Originally Posted by 360view
Originally Posted by second 70
Originally Posted by 360view
I was surprised this afternoon to find that for single filers for 2019 the first $39,375 of long term capital gains is taxed at zero.

So much was made of
putting a $10,000 maximum Federal deduction for State and Local Taxes ( SALT)
that the good news
of being able to pay zero tax on say,
buying old cars or parts,
holding them more than one year,
and hopefully selling them for a capital gains profit with zero tax due
got lost in the “media noise.”

Before this afternoon,
when I thought of avoiding Federal taxes
I thought of municipal bonds.

It makes more sense now
to putting in any free hours and energy into
figuring out how to make up to a $40,000 one year or more Capital Gain.

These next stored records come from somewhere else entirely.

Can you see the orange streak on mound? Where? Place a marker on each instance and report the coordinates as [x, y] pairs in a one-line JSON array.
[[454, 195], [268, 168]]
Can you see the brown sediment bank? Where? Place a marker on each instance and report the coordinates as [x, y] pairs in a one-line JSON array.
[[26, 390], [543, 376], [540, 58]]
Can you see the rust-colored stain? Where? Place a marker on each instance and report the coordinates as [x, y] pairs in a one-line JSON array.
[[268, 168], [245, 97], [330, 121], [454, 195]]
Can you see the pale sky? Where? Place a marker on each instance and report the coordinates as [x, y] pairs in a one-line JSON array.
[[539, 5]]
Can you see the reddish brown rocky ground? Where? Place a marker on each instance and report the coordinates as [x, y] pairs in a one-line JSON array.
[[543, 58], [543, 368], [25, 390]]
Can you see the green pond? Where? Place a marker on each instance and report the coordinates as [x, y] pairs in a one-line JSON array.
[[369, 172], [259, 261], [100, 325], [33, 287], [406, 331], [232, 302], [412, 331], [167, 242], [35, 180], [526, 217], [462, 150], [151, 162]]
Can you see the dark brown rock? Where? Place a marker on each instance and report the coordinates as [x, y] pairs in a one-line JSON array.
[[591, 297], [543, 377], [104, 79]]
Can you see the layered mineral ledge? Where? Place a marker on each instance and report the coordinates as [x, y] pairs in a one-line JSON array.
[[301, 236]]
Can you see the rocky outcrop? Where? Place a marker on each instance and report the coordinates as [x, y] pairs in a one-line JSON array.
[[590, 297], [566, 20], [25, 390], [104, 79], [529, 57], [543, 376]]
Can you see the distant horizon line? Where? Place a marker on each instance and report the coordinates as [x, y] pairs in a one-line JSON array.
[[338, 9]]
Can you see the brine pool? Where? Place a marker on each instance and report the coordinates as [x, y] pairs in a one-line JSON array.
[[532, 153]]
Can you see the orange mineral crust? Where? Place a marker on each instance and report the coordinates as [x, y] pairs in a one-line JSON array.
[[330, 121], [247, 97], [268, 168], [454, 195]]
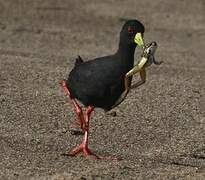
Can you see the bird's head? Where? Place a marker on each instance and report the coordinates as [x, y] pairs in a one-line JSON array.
[[132, 33]]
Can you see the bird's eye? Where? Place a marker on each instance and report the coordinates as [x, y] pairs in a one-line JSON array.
[[130, 30]]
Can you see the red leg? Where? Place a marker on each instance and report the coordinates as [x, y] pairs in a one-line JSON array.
[[77, 107], [83, 147]]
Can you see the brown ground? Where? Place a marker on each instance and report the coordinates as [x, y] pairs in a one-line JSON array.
[[159, 130]]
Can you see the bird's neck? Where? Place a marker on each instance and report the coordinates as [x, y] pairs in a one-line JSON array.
[[125, 53]]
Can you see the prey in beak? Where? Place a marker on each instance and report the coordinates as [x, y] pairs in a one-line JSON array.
[[139, 40]]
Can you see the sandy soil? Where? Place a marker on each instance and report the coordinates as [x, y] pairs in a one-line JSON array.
[[159, 130]]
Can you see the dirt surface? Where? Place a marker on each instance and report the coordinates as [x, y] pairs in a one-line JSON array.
[[159, 130]]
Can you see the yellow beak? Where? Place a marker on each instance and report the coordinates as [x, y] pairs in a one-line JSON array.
[[139, 39]]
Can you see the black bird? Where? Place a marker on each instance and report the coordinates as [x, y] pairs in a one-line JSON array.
[[100, 82]]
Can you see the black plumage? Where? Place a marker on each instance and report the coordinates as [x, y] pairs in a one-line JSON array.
[[100, 82]]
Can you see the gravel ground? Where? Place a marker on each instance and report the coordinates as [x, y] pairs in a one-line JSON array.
[[159, 130]]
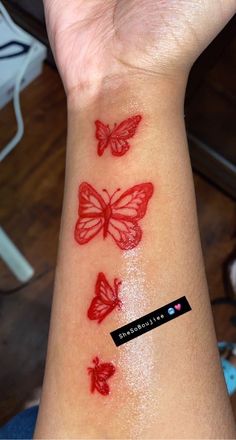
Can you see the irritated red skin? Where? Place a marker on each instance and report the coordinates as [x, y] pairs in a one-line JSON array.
[[106, 298], [95, 215], [117, 138]]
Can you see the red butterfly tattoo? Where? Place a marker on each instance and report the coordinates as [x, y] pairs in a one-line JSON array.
[[118, 218], [99, 375], [117, 137], [106, 299]]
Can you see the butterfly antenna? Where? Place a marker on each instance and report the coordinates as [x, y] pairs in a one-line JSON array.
[[107, 193], [96, 360], [114, 193]]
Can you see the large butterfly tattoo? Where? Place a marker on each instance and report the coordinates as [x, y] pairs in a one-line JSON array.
[[99, 375], [105, 300], [118, 219], [116, 138]]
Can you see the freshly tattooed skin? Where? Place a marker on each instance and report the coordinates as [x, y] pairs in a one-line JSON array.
[[118, 218], [99, 374], [106, 299], [116, 138]]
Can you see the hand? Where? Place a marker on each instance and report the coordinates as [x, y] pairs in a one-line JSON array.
[[93, 39]]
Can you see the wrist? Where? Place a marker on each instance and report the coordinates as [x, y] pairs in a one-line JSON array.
[[130, 90]]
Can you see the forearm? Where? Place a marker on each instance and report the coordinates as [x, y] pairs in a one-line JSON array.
[[159, 375]]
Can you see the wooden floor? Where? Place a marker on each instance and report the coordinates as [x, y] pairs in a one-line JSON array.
[[31, 188]]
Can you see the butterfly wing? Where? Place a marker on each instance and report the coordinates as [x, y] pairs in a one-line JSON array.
[[102, 135], [104, 291], [102, 373], [104, 301], [91, 214], [130, 207], [98, 310], [120, 134]]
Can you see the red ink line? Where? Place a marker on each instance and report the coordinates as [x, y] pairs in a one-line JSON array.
[[118, 219], [99, 374], [116, 138], [106, 299]]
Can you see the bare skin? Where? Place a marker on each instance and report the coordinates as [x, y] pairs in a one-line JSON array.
[[116, 59]]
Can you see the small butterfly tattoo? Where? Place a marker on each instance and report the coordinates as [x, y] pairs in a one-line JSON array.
[[117, 137], [100, 373], [106, 299]]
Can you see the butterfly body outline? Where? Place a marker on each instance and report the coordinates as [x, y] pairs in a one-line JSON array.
[[100, 373], [118, 219], [106, 299], [116, 138]]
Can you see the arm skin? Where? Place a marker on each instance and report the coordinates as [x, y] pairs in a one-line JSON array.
[[168, 383]]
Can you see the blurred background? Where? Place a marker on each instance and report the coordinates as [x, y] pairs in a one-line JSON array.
[[31, 187]]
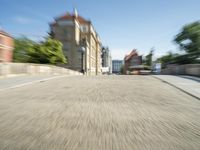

Wrong Fake News that's if your total income total is under $39,375. over it's 15% up to $434,550 and 20% over that amount.


No.
Go back and do the
Qualified Dividends and Capital Gains worksheet
for line 12b of form 1040.
It is a bit complicated. To understand it you must do the steps including looking up values in the Tax Tables.
It is 15% from $39,375 up to $434,550, then goes to 20%, and then for some can go to 28%

The worksheet is on page 33 of this form 1040 guide

https://www.irs.gov/pub/irs-pdf/i1040gi.pdf



You're still wrong. You must pay to have your taxes done or never filed capital gains. Line 1 on worksheet is from form 1040 line 11b which is you total income. Put any number you want on line 1 of the worksheet over $39,375 and see if it isn't taxed at 15% Lol


Sample If you make $35k in wages and $39k in cap gain your income would be $74k and you would pay 15% on the entire capitol gain. Now if you have 0 income and a $39k capitol gain and no other income the capitol gain would be taxed at 0 but It will be taxed as regular income because it'll be lower than the 15% cap gain tax.


Last edited by second 70; 07/17/20 04:45 PM.